O texto que se segue inclui trechos aleatórios de um “dito psicótico”, cuja identidade, trâmites totais de confidencialidade e consentimento informado foram devidamente salvaguardados.

“Onírica intrusiva em estado de vigília, não na área de transferência, figura-se num suposto surto psicótico de alienação de uma realidade para uma outra cuja validade é tão questionável quanto a primeira, onde a veracidade e a índole genuína impõem perspectiva perceptiva incontornável, onde o controlo não existe apesar de também não preexistir anteriormente, afinal que ditames reguladores de norma fundamentam as alterações neurológicas, químicas e eléctricas, que nos fazem meramente acreditar que o funcionamento anterior a essas mudanças era o que nos conduzia a uma visão distante da turbulência errónea, à distorção da imagem, do próprio e do mundo?
Poderá a simplicidade básica regida pelo papel regulador da frequência mais comum conter a potenciação e o poder de elaborar as regras que devem ser seguidas e mantidas para discernir o que é o quê, se a dinâmica inconclusiva e permanente do todo mais geral que tudo, nos parece dizer que o mais claro seria não existirem regras de conclusão pura para fundar a visão que se constrói do mundo?
Será assim de tão difícil aceitação que todos os outros possam estar tão errados quanto eu?

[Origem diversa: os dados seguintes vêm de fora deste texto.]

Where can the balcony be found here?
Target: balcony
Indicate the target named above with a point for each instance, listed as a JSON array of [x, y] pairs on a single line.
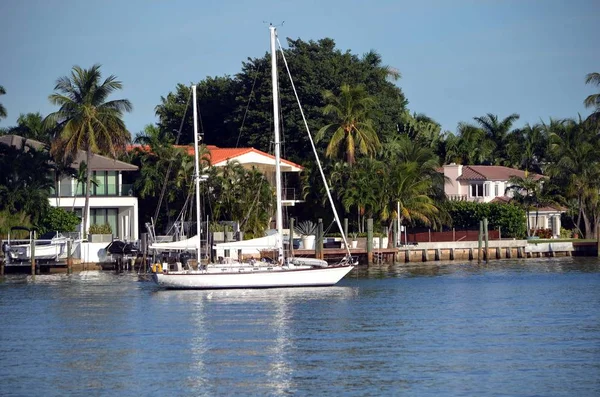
[[104, 190], [291, 196]]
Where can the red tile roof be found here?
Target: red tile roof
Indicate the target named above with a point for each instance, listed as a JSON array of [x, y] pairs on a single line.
[[490, 173], [218, 154]]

Se eu sou psicótico, como me poderão os outros demonstrar, a mim e a eles próprios, que não o são, eles em vez de mim? De qualquer forma não faz qualquer sentido que se diga que há quem não seja psicótico, se todos distorcemos claramente a realidade total, interna e externa, vendo-a como só nós conseguimos ver, o acesso à realidade como uma espécie única e individual, quando se pensa que à sintonia comunicacional, e se crê ver o que os outros também vêm, isso é tão real quanto a realidade que eu digo ver quando me dizem que são frutos alucinogénicos. Não será essa dimensão, uma simbólica? Uma diferente daquelas que o pseudo-comum-não-psicótico diz não conseguir aceder, e logo nega a existência da possibilidade?
Estou tão convencido como os demais que o que vejo é real, se me dizem que não é, não poderei eu dizer-vos o mesmo?
Pois, e também podem perfeitamente dizer que é fantástica ou fantasmática, ou simples filosofia, indubitável mas duvidosa demais para fazer-vos perceber que a minha realidade é apenas igual à vossa, o que digo é que todos a vemos diferente. Tão diversa é a construção, que vos levo a crer que não pode ser normal ou mesmo no caso dela existir, mesmo assim não é real, mas será que a vossa o é?
Querem-me convencer que as coisas que vejo são construções da minha mente, que de facto não existem neste nosso mundo, querem que eu deixe de ver, deixe de acreditar, querer cegar os meus olhos com psicofármacos, querem-me acalmar e calar para que eu não vos possa dizer que os cegos são vocês, que são vocês que no fundo não vêem, são vocês aqueles que temem, sim que têm tanto medo de estar enganados que mais vale que os que vos contestam sejam apagados, escondidos e enclausurados em instalações dignas, para que não possam perturbar a vossa realidade certeira, aquela que vocês têm a certeza que é a realidade real.
Também me chamam outros nomes, como perturbado ou esquizofrénico, deixa-vos mais seguros pensar que conhecem e controlam a realidade que querem ver e impor, e não, não pode ninguém ver outra coisa qualquer senão, no caso de o dizer, é condenado às vossas interessantes nomenclaturas psiquiátricas, folheadas dum catálogo patológico, inventado por vós, uma realidade tão inventada pelas vossas cabeças quanto a realidade que vejo é inventada pela minha.
Sim, não nego a revolta que já nem se esconde nestas palavras, o problema não é me discriminarem por ser o vosso suposto doente mental, o problema é vocês continuarem a achar piamente que não há nada de verdade no que vêem pessoas como eu. Até parece que alguém é dono da verdade! Pelos vistos há quem almeje ser, um deus tão deus, como todos aqueles que vocês também generosamente inventaram, para fins tão nobres como por exemplo a diminuição do medo de existir e de não existir e do receio de viver e de não viver, para terem uma paz que não teriam se não os inventassem. E depois o louco sou eu!”